Of course he did. Why would he defend the traitor's son? If anything, Ragna deserved worse.

Fiona's hand was still raised, her face flushed with satisfaction. "Maybe now you'll learn your—"

CRACK.

Ragna's hand moved.

Fast. Clean. Precise.

The slap caught Fiona across her right cheek with the exact same force she'd used on him.

For a moment—for one perfect, crystalline moment—time seemed to stop.

Fiona's head snapped to the side, her white hair flying. Her eyes went wide with shock. Her mouth opened but no sound came out.

The crowd's laughter died instantly, cut off like someone had severed a rope.

Everyone stared.

Students who had been walking away stopped mid-step and turned back. The instructor's head whipped around, his face going red. Fiona's two friends stood frozen, their expressions caught between disbelief and outrage.

Ragna lowered his hand slowly. His face was calm. No anger. No satisfaction. Just... neutral.

Like he'd swatted a mosquito.

Fiona's hand went to her cheek. Her fingers touched the red mark that was already forming. She looked at those fingers like she couldn't understand what she was seeing.

Then she looked at Ragna.

Her mismatched eyes were wild. Shocked. And underneath that shock, something else was building. Something dangerous.
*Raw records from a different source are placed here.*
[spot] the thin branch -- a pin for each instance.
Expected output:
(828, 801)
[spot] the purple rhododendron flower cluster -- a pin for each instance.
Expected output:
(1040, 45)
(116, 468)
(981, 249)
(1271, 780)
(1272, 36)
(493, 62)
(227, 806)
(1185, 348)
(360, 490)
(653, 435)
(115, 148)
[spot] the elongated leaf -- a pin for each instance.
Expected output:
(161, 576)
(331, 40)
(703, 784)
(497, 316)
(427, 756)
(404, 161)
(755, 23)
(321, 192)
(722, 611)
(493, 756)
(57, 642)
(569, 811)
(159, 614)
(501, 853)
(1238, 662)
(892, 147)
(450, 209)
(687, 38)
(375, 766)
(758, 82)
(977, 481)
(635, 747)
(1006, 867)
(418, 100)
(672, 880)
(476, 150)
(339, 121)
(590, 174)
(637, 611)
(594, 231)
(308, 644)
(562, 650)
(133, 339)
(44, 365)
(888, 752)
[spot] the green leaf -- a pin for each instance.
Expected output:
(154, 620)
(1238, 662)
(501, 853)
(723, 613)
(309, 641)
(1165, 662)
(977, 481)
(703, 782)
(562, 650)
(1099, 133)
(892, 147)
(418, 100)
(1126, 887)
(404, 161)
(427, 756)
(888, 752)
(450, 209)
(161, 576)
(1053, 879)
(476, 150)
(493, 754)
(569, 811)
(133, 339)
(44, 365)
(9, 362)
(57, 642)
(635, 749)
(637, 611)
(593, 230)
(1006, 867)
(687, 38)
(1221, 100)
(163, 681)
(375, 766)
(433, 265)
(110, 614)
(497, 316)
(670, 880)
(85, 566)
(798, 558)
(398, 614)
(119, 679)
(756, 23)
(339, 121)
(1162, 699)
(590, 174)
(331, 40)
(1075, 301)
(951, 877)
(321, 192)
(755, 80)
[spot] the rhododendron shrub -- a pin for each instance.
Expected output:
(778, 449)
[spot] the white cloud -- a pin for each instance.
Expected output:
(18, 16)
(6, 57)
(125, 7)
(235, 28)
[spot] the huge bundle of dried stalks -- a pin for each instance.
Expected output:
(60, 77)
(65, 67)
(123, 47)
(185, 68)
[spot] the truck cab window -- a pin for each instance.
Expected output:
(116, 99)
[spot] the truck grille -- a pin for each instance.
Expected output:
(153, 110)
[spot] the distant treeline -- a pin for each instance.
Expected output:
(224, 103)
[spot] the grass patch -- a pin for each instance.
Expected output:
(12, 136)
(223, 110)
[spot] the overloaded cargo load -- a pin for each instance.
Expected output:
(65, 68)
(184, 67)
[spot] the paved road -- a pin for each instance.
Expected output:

"You..." she breathed. "You hit me."

"You hit me first," Ragna said simply. His voice was quiet, but in the stunned silence, everyone heard it.

It was the first time in ten years that Ragna Stormborn had fought back.

The first time he'd raised his hand against his tormentors.

The first time he'd shown anything other than passive endurance.

And every single person watching knew, in that moment, that something fundamental had changed.

Fiona's shock was transforming into fury now. Her face flushed red, the mark from his slap standing out like a brand. Her fists clenched at her sides.

"How dare you," she hissed. "Do you have any idea who I am? My father is a Duke! I could have you—"

"Expelled?" Ragna interrupted calmly. "Beaten? Killed?"

He tilted his head slightly. "Go ahead. But right now, I need to get to Reaper's Hall for the Awakening Ceremony. So if you're going to do something, do it after."

He stepped around her.

Just... walked past her like she was a stranger on the street.

The crowd parted instinctively, students stumbling over themselves to get out of his way. Not out of fear of Ragna—out of sheer shock at what they'd just witnessed.

Ragna didn't look back. He kept walking toward Reaper's Hall, his footsteps echoing in the absolute silence.

Behind him, Fiona stood frozen, her hand still on her burning cheek, her mind trying to process what had just happened.

The instructor finally found his voice. "E-everyone! Keep moving! Get to your positions! The ceremony begins soon!"